Kosovo has become the world’s most deadly country for Covid-19 despite the fact it has Europe’s youngest population, as the republic’s divided political class struggles to contain the virus.
Over the last week, the death rate in Kosovo jumped to 54.2 fatalities per million people, making the republic of 1.8 million the world’s leader when it comes to per capita deaths from the virus, according to figures from John Hopkins University.
Columbia is in second place, with 50 fatalities per million people. Avdullah Hoti, the prime minister who tested positive for the virus in early August, has warned that the hospitals across the country were running out of beds due to an influx of new Covid cases.
He has also said the government was prepared to bring in new restrictions in an effort to contain the virus.
Despite Kosovo’s young population – 53 percent of its people are under the age of 25 – it has proved particularly vulnerable to the pandemic.
Kosovo is one of Europe’s poorest countries and has a fragile health service, but it has also had to endure political instability that has undermined attempts to contain the virus.

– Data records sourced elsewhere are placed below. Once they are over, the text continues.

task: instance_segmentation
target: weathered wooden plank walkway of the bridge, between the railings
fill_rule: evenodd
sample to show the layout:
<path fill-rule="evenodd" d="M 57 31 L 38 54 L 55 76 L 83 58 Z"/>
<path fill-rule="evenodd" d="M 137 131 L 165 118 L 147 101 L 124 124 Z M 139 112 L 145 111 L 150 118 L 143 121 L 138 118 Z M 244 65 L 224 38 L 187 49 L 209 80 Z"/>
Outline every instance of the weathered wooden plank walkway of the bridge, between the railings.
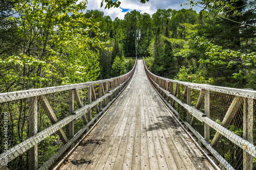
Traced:
<path fill-rule="evenodd" d="M 119 100 L 63 169 L 214 169 L 162 104 L 138 60 Z"/>

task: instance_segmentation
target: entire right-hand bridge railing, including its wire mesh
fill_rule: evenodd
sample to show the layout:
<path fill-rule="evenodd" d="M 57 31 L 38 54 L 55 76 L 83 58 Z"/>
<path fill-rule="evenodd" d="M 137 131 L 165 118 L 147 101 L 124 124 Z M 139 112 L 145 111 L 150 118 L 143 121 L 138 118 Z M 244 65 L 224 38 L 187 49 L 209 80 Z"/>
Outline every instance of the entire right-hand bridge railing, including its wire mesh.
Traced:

In March, just as Covid-19 was taking a grip, the country was thrown into constitutional chaos when the government collapsed following a no-confidence vote.
The vote itself was precipitated by a clash between Albin Kurti, the prime minister at the time, and Hashim Thaci, the president, over how to limit the spread of the virus.

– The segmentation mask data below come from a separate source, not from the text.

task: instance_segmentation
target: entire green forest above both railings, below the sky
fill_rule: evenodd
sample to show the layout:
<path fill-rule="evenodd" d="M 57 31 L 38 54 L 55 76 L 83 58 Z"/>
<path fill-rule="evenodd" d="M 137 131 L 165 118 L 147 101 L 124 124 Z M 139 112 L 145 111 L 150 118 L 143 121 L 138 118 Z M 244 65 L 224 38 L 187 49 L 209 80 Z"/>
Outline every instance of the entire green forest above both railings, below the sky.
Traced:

The ousting of the government brought with it the sacking of the health minister and other health, derailing the state’s response to the public health emergency.
Mr Hoti’s government has also been accused of lifting anti-virus restrictions too early. The political instability has put more pressure on Kosovo’s ailing health service.
Since March some 1,200 health professionals have been infected with the coronavirus, including 494 doctors, seven of whom have died.
In early August nurses protested in the capital Pristina, calling for their salaries to be doubled to €36 a day.